NOTES
Pierron se prononce plus nettement sur cette tradition de l'apologétique chrétienne; il conclut ainsi sa présentation de Prométhée enchaîné: « On a beaucoup écrit et beaucoup déraisonné à propos de la prophétie de Prométhée sur la chute de Jupiter. Il est insensé de prendre Eschyle pour un des hérauts qui ont annoncé la venue du Messie. La prophétie prétendue n'était pas même une énigme pour les spectateurs athéniens. Tous savaient, en entendant Prométhée, à quoi faisaient allusion ses paroles. D'ailleurs le poëte lui-même donnait, dans le Prométhée délivré, une complète explication de ce qui n'est obscur que pour notre ignorance. Il n'avait fait rien que de fort simple: mettre en oeuvre une des mille traditions de la mythologie sur les amours de Jupiter. Il y avait longtemps, au siècle d'Eschyle, que les événements annoncés par Prométhée s'étaient accomplis; et Eschyle a prédit l'avenir, comme tous les poëtes depuis Homère, quand l'avenir était devenu le passé.» (ouvrage cité, p. 4)

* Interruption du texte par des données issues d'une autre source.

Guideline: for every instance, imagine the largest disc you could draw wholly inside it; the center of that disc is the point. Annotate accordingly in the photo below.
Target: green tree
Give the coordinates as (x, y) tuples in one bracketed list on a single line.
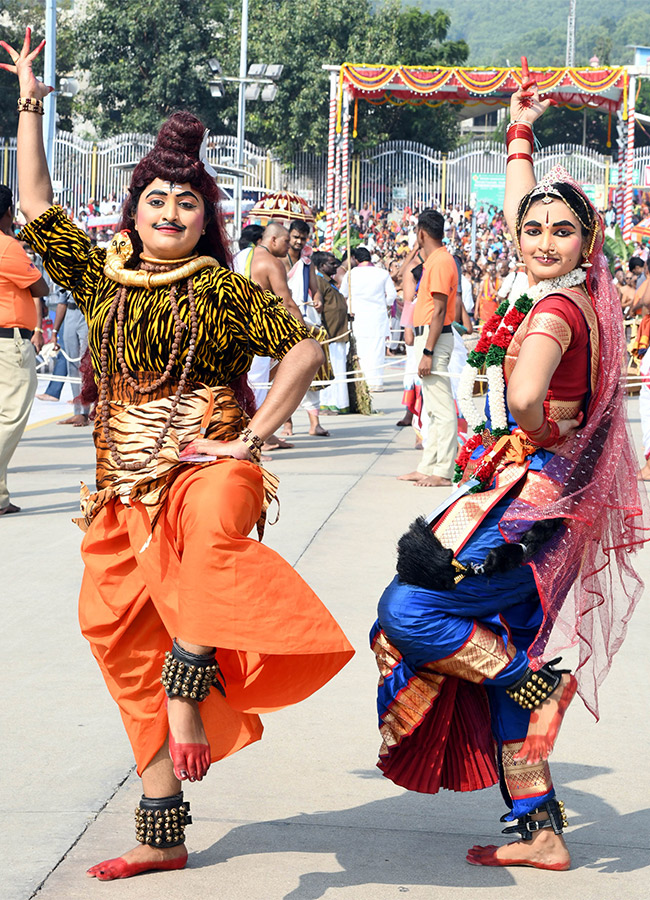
[(412, 37), (146, 60), (307, 34), (15, 16)]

Il n'empêche que le Prométhée enchaîné déroule un singulier procès fait par le héros bienfaiteur de l'humanité à Dieu, faux ou vrai, nommé Zeus ou Jupiter, et que la pièce retentit d'un bout à l'autre de l'annonce répétée de la fin de son règne.
La lecture du mythe de Prométhée et plus particulièrement de la tragédie d'Eschyle comme prophétique de la venue du Christ était dans l'air du temps, mais il n'est pas exclu que Hugo en ait été plus précisément informé par E. Quinet, auteur d'un Prométhée (Paris, 1838), malheureusement en vers, dont la préface explique longuement, Pères de l'Eglise à l'appui, cette anticipation prométhéenne du christianisme.